Abstract 242: MMP-3 Promotes SMC Transformation During Medial Artery Calcification

Objective: Medial artery calcification is associated with increased cardiovascular morbidity and mortality. It occurs with diabetes and chronic kidney disease. We have previously demonstrated that the matrix metallopeptidase 3 (MMP-3) is strongly induced in arterial calcification. We also showed that MMP-3 inhibition decreases calcium accumulation in vascular SMCs and that MMP-3 deficient mice develop less medial calcification than wildtype controls. In this series of continuing experiments, we evaluate the effects of MMP-3 on SMCs phenotypic transformation in vitro and in vivo. Methods and Results: Confluent rat aortic smooth muscle cells (RASMCs) cultured in calcification medium containing elevated calcium and phosphate levels for 7 days showed increased MMP-3 activity, decreased expression of the SMC markers SM-actin and SM-MHC, and increased expression of the bone markers alkaline phosphatase (ALP) and osterix (Osx). Cells were next exposed a selective MMP-3 inhibitor 2(EMD Millipore). In the presence of inhibitor, MMP-3 activity (MMP-3 activity assay kit, Abcam) was significantly decreased. Additionally, SMC osteogenic transformation was prevented as demonstrated by maintenance of SM22α and SM-MHC expression with reduction of ALP and Osx expression. In confirmatory experiments, MMP-3 reduction with siRNA inhibited the calcification of SMC that were exposed to calcification medium. We next evaluated phenotypic marker expression in MMP-3 knockout and wild-type mice injected with vitamin D 3 , a model of medial artery calcification. At 7 days after injection, expression of the SMC marker gene SM-MHC was significantly greater in MMP-3 KO mice than controls, while bone cell marker genes (Runx2, ALP, Osx) were decreased as measured by qPCR. Deletion of MMP-3 thus inhibited the osteogenic transformation of medial SMCs in vitamin D 3 -treated mice suggesting that it may control calcification via local effects within the arterial wall. Conclusion: Together these findings suggest that MMP-3 promotes medial artery calcification through local effects on the phenotypic state of vascular SMCs, and further, that it may serve as a therapeutic target to reduce calcification and improve outcomes in our PAD patient population.
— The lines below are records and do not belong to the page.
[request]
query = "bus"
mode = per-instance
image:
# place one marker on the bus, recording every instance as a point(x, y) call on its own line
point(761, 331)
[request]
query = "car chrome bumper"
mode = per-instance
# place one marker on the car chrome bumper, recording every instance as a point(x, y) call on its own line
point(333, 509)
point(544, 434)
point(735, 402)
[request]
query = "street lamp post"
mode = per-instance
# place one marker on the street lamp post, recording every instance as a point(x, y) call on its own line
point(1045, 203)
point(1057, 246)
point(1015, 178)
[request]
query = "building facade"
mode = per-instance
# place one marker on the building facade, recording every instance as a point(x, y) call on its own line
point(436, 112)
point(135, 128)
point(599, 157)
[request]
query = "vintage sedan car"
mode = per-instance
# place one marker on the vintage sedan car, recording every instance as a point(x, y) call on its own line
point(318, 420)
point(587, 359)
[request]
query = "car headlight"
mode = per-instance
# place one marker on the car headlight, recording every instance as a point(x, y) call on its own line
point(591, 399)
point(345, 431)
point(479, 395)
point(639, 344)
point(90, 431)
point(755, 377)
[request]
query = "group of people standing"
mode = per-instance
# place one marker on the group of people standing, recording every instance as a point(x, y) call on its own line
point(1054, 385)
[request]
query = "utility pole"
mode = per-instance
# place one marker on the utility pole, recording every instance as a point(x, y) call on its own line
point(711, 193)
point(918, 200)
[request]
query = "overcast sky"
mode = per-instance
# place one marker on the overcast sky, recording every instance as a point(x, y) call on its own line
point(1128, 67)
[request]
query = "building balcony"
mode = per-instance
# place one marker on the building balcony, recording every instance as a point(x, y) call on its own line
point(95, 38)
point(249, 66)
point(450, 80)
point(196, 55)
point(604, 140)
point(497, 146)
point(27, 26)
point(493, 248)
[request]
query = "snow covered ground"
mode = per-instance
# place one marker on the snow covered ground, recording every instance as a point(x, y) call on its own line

Abstract 370: Matrix Metalloproteinase-3 Regulates Arterial Calcification

Objective: Medial artery calcification is associated with increased cardiovascular morbidity and mortality in patients with peripheral artery disease (PAD). It is highly prevalent in diabetes and chronic kidney disease, and it is an important risk factor for cardiovascular events. Accumulating evidences suggest that matrix degrading enzymes are prominently involved in this process. Clinical studies have shown that the matrix metallopeptidase3 (MMP-3, stromelysin-1) is correlated with prevalent arterial calcification in high risk human populations. In this study, we sought to determine whether reducing MMP-3 activity could decrease arterial calcification in smooth muscle cells, organ culture, and in vivo models. Methods and Results: Confluent human aortic smooth muscle cells (HASMCs) were cultured in calcification medium containing high phosphate (Pi) for 7 days in the absence or presence of an MMP-3 specific inhibitor. We found that adding MMP-3 inhibitor dose-dependently reduced Pi-induced calcium deposition as demonstrated by the O-cresolphthalein complexone assay. To further determine the importance of MMP-3 in arterial calcification, we utilized ex vivo aortic rings. In aortic rings from MMP-3 knockout mice, Pi-induced medial calcification was significantly reduced compared with wild-type mice. We next evaluated the effects of MMP-3 deletion in vivo . 12-week-old MMP-3 knockout and wild type mice were injected with 8mg/kg cholecalciferol and arteries were collected after 8 days, Calcium levels were significantly lower in MMP-3 knockout mice. Deletion of MMP-3 also reduced serum calcium levels, but not changed serum phosphate level. In concurrent studies, we showed by immunohistochemical staining that MMP-3 was highly expressed in calcified lesion from human tibial arteries. Conclusion: Together these findings suggest that MMP-3 promotes medial artery calcification, and that it may serve as a potential therapeutic target aimed at improving the poor outcomes of our patients with PAD.